Padahal, Pasal 420 dan 418 KUHP telah diadopsi ke dalam Pasal 1 butir c UU No 3 Tahun 1971 dan Pasal 11 dan 12 UU No 31 Tahun 1999. Jadi menurut majelis hakim, jaksa seharusnya memilih, apakah mau menggunakan UU No. 3/1971 atau KUHP.

Argumentasi hukum majelis hakim di atas jelas tidak dapat diterima oleh logika hukum. Pasal 1 ayat (1) UU No. 3/1971 menyatakan: “Dihukum karena tindak pidana korupsi ialah: c.

barang siapa melakukan kejahatan tercantum dalam Pasal-pasal 209, 210, 387, 388, 415, 416, 417, 418, 419, 420, 423, dan 435 KUHP. ”

Dari pasal di atas terlihat jelas bahwa jaksa telah tepat untuk menggabungkan Pasal 1 Ayat 1 huruf c UU No. 3/1971 dengan KUHP. Bila jaksa tidak menghubungkan antara pelanggaran Pasal 1 Ayat 1 huruf c dengan pasal tertentu dalam KUHP sebagaimana diatur tersebut, misalnya Pasal 209, 210, 387 dan seterusnya, maka dakwaan jaksa menjadi kabur dan tidak jelas karena tidak jelas pasal berapa dalam KUHP yang sebagaimana diatur dalam Pasal 1 Ayat 1 huruf c tersebut yang dilanggar oleh terdakwa.

Ketidakjelasan pasal mana dalam KUHP di atas yang dilanggar terdakwa, maka jaksa dalam dakwaannya tidak mungkin dapat mengelaborasi unsur-unsur apa dalam pasal tersebut yang dilanggar (karena pasalnya tidak jelas).

Putusan Sela atas Kasus Yahya Harahap

Dalam kasus Yahya Harahap, majelis hakim memutuskan bahwa dakwaan jaksa tidak dapat diterima. Pertimbangan hukum yang melandasi putusan tersebut adalah karena jaksa mendakwa terdakwa melanggar aturan dalam UU Korupsi yang lama yaitu UU No. 3 Tahun 1971.

Padahal menurut majelis hakim, berdasarkan Pasal 44 dan 45 UU Korupsi yang baru No. 31 tahun 1999, UU Korupsi yang lama No. 3/1971 sudah dinyatakan dicabut atau tidak berlaku lagi sama sekali (UU No. 31 Tahun 1999 memang memiliki kelemahan karena tidak mengatur aturan peralihan).

Sekali lagi, argumentasi majelis hakim terlihat tidak mem pedulikan logika hukum dan keadilan, serta tidak konsisten dengan putusan pengadilan terhadap kasus korupsi yang lain.

Secara tegas Pasal 1 Ayat 2 Kitab Undang-Undang Hukum Pidana tentang asas legalitas menyatakan bahwa jika ada perubahan peraturan, diberlakukan yang menguntungkan terdakwa. Prinsip dari pasal tersebut yang berhubungan dengan putusan di atas adalah tetap ada hukum yang diberlakukan terhadap terdakwa, namun dapat dipilih yang meringankan.
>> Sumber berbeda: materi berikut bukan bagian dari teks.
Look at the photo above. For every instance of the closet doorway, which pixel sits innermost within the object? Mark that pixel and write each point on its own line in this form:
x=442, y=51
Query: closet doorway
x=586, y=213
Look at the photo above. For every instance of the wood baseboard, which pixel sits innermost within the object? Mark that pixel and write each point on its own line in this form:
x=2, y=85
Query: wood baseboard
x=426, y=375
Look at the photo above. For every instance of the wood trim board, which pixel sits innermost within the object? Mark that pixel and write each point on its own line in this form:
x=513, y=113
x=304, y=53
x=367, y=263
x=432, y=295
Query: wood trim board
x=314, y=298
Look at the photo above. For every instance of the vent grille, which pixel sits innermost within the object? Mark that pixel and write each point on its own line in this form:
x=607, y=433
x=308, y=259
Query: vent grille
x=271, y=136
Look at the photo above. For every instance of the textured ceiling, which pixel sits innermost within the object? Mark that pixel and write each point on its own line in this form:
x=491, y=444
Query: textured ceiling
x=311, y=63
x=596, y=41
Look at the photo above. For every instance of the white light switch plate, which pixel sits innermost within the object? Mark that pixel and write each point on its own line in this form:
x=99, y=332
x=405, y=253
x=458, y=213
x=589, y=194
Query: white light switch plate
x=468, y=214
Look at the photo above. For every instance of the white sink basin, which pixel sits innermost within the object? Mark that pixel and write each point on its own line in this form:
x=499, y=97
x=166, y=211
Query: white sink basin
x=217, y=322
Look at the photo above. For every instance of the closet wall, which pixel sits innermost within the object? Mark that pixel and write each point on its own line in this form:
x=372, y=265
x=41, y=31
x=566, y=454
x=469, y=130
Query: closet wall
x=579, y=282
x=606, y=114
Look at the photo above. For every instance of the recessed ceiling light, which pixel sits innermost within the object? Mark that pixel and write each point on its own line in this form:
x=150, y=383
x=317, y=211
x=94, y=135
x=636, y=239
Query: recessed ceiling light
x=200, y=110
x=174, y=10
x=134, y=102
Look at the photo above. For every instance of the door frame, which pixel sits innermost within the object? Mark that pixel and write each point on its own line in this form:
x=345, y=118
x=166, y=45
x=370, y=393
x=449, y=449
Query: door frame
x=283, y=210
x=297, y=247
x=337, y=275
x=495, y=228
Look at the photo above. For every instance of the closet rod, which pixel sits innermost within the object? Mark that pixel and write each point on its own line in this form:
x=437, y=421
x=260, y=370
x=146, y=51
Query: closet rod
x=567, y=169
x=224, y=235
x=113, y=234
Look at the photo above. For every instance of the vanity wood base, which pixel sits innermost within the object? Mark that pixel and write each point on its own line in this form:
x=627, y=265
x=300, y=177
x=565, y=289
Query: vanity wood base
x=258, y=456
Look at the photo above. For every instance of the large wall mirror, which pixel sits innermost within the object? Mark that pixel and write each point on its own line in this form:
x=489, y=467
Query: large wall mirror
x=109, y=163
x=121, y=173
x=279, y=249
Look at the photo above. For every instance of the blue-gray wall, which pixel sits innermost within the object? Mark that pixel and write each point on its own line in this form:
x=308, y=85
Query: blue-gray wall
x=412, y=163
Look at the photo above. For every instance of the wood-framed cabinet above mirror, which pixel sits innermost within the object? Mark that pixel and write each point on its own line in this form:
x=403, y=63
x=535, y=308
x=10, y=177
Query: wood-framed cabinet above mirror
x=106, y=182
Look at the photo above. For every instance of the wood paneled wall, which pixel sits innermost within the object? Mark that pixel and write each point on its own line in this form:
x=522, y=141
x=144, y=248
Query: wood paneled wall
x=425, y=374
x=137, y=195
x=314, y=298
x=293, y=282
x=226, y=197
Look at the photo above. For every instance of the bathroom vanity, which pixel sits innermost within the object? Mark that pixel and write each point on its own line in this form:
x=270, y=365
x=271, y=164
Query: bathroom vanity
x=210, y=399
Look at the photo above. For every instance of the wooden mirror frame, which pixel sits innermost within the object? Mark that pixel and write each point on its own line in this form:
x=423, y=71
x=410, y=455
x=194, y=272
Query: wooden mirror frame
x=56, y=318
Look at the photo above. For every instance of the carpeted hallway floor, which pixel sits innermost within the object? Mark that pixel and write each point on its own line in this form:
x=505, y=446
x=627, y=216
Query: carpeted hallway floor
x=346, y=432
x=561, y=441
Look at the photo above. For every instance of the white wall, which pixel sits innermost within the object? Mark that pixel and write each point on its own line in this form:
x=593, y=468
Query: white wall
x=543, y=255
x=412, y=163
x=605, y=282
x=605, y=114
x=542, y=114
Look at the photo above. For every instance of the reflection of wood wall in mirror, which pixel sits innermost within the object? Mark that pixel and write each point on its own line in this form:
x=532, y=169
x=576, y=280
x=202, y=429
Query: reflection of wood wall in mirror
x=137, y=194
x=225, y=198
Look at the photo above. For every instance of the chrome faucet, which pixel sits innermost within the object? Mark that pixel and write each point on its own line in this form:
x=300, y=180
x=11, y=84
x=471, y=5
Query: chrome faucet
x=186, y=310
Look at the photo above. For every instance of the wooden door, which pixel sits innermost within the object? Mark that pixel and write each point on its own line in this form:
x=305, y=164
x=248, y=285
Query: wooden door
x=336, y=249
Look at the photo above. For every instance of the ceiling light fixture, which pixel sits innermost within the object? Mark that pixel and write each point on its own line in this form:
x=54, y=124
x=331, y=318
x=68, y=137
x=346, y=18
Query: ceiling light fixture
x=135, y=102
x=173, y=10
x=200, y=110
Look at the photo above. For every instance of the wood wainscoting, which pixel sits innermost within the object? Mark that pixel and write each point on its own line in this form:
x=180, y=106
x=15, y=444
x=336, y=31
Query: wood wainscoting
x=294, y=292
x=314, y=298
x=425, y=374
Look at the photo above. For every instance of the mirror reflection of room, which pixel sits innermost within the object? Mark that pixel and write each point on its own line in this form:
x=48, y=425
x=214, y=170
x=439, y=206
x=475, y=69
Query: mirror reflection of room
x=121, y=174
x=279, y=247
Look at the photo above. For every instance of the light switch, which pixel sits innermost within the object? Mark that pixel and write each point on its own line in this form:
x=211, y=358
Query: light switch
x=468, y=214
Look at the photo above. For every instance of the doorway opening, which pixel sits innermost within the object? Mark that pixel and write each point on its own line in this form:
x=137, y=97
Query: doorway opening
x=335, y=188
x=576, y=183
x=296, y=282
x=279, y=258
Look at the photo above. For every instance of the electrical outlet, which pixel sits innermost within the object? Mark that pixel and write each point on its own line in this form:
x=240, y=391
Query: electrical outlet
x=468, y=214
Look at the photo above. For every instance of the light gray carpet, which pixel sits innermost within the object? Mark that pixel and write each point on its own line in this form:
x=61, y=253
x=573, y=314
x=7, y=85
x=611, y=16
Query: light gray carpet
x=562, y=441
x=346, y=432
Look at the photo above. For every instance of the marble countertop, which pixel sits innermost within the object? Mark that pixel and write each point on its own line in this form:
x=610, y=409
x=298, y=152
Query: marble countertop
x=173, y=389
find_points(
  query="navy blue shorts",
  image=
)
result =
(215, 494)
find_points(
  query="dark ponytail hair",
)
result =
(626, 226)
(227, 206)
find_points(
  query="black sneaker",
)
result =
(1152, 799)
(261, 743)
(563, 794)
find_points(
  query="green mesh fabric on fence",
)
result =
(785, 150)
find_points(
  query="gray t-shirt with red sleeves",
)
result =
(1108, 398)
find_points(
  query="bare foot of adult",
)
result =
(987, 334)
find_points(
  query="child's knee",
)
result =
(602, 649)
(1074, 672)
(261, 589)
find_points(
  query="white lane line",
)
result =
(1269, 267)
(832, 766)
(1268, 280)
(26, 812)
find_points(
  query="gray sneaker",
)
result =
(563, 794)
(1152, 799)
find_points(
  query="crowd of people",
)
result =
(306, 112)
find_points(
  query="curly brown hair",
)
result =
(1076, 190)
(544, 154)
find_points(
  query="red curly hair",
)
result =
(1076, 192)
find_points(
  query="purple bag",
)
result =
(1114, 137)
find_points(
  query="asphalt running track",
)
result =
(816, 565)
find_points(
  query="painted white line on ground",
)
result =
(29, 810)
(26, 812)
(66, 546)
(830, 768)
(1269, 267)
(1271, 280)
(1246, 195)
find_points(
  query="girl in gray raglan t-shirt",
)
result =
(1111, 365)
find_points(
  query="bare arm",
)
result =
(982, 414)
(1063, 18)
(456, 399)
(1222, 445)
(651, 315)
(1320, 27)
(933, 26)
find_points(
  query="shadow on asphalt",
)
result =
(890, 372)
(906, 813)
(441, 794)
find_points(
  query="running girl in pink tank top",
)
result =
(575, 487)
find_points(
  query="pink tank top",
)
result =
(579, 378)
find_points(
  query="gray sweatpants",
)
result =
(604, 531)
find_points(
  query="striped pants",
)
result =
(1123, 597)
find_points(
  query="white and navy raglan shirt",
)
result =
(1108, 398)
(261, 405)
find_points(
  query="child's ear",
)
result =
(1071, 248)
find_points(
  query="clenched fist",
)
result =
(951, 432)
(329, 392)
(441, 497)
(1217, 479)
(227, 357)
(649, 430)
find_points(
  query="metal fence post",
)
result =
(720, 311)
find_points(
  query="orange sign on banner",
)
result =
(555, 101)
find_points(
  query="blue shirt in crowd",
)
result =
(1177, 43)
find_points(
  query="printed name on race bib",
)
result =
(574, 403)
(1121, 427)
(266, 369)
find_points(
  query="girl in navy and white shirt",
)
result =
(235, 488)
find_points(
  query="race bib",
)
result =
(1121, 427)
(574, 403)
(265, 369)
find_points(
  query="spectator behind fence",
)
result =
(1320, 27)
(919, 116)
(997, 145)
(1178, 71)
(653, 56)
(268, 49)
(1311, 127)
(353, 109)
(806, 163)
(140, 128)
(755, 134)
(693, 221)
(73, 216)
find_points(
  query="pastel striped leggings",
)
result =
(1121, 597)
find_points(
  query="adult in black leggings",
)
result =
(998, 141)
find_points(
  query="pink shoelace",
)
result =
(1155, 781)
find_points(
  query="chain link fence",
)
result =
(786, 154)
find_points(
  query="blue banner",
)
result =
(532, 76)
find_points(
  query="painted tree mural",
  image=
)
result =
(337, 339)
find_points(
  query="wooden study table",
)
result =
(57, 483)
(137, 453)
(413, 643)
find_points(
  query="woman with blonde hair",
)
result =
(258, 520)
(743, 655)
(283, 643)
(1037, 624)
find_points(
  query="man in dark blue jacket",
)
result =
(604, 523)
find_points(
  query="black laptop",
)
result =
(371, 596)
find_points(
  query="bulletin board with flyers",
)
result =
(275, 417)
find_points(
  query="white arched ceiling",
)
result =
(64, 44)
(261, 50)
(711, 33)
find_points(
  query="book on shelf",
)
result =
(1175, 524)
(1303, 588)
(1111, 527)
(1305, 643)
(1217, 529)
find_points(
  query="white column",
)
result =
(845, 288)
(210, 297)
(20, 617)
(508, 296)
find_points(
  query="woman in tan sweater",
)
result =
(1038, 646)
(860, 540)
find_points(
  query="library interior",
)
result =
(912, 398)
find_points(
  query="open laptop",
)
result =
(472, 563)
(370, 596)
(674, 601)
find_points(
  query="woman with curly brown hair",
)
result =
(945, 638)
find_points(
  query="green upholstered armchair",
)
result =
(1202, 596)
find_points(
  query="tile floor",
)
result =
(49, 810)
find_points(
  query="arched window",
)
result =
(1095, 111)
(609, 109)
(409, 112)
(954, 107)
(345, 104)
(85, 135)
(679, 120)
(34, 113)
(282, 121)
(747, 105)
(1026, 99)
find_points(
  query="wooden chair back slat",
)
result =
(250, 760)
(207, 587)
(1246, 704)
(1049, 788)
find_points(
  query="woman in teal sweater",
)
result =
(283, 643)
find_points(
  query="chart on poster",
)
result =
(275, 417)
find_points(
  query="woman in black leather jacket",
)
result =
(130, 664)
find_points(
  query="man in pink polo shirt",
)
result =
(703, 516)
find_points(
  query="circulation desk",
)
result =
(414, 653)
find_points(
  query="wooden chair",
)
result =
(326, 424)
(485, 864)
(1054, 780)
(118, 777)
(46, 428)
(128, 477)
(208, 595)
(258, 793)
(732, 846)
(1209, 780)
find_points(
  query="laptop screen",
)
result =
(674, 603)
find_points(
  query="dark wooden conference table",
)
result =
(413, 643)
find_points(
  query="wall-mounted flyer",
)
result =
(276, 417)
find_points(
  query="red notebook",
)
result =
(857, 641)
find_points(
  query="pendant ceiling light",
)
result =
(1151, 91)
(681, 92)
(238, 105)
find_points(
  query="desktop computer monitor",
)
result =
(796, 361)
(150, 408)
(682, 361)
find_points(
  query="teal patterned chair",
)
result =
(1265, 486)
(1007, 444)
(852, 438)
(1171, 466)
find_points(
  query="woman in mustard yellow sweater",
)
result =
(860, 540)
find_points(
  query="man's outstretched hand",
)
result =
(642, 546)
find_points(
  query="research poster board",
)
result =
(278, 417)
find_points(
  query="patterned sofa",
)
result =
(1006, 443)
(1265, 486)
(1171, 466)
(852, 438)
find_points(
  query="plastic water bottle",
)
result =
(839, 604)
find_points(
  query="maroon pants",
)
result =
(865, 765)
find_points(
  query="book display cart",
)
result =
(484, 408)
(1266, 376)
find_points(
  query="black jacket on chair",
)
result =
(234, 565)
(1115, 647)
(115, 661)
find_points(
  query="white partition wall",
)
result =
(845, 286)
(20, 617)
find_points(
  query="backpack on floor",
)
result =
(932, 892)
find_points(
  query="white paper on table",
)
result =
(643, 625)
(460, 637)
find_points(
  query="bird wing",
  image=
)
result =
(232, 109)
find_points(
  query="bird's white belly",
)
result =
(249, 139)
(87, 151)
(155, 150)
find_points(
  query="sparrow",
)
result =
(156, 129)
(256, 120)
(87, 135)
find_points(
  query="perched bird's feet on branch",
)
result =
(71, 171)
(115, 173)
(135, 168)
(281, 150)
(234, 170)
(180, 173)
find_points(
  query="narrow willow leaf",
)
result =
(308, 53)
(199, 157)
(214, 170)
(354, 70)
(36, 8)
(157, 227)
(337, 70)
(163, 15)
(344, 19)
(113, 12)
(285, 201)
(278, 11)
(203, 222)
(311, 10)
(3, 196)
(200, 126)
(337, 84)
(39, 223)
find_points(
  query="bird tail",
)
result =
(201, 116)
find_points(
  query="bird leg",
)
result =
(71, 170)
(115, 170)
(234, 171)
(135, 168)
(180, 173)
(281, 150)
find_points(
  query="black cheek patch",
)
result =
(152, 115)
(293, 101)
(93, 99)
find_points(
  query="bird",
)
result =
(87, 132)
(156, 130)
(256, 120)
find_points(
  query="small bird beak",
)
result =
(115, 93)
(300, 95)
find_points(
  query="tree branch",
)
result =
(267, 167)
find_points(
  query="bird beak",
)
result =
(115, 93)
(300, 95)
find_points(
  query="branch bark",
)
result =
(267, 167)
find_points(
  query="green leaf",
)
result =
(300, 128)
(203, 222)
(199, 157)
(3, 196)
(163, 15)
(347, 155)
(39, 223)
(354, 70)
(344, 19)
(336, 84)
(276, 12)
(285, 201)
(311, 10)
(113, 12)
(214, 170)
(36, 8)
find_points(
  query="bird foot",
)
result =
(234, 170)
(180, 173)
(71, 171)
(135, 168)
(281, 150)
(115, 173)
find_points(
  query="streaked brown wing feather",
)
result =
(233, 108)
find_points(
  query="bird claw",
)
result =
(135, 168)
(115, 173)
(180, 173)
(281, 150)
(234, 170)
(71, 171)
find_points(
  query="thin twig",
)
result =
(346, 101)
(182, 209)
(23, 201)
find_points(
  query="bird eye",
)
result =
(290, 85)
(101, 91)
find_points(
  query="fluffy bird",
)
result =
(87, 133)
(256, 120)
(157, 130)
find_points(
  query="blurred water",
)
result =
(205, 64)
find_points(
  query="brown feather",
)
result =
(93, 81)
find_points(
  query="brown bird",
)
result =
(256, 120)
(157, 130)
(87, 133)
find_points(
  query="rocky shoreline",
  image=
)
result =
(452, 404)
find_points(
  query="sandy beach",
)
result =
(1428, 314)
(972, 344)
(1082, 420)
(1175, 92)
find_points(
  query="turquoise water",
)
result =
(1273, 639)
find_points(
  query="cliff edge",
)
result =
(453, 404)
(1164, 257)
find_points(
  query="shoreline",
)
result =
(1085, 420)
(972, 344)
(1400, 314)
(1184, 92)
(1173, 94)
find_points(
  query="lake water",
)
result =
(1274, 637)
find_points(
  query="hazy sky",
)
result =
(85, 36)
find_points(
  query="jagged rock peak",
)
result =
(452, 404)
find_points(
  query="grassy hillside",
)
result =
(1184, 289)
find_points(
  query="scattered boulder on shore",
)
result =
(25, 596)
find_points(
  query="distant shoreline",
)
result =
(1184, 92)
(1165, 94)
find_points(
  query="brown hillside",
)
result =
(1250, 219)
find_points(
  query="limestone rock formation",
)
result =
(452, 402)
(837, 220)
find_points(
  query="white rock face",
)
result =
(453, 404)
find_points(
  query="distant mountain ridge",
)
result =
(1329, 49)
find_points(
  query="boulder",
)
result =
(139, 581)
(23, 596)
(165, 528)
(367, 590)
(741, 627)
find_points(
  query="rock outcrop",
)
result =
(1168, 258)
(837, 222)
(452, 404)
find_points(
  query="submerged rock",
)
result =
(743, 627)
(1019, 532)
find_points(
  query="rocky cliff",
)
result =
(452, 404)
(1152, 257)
Tidak ada cerita mengenai hampa hukum tentang korupsi.

Dari sudut keadilan, jelas sangat tidak adil bila hanya karena kelemahan dalam UU No. 31 Tahun 1999 di atas, pelaku korupsi masa lalu dapat bebas tanpa dapat terjerat aturan hukum.

Bila putusan ini diterima, ini akan menjadi preseden yang sangat buruk untuk menyelesaikan salah satu agenda reformasi, yaitu penuntasan kasus-kasus korupsi masa lalu.

Selain hal di atas, putusan sela atas kasus Yahya Harahap merupakan bentuk ketidakkonsistenan dari lembaga pengadilan dalam memutus perkara yang menyangkut masalah korupsi.

Dalam putusan majelis hakim kasus praperadilan terhadap TGPTPK, secara tersirat majelis hakim mengakui bahwa terhadap tindak pidana korupsi yang dilakukan sebelum UU No. 31 Tahun 1999 diundangkan, maka berlaku UU No. 3 Tahun 1971. Hal yang sama terjadi dalam putusan praperadilan perkara dugaan korupsi Ginandjar Kartasasmita.

Bahkan dalam kasus Marnis Kahar dan Supraptini, majelis hakim juga berpandangan serupa. Hal ini terlihat dari ditolaknya salah satu eksepsi penasihat hukum Marnis Kahar dan Supraptini yang menyatakan bahwa UU No. 3 Tahun 1971 tidak dapat diberlakukan karena sudah dicabut oleh UU No. 31 Tahun 1999.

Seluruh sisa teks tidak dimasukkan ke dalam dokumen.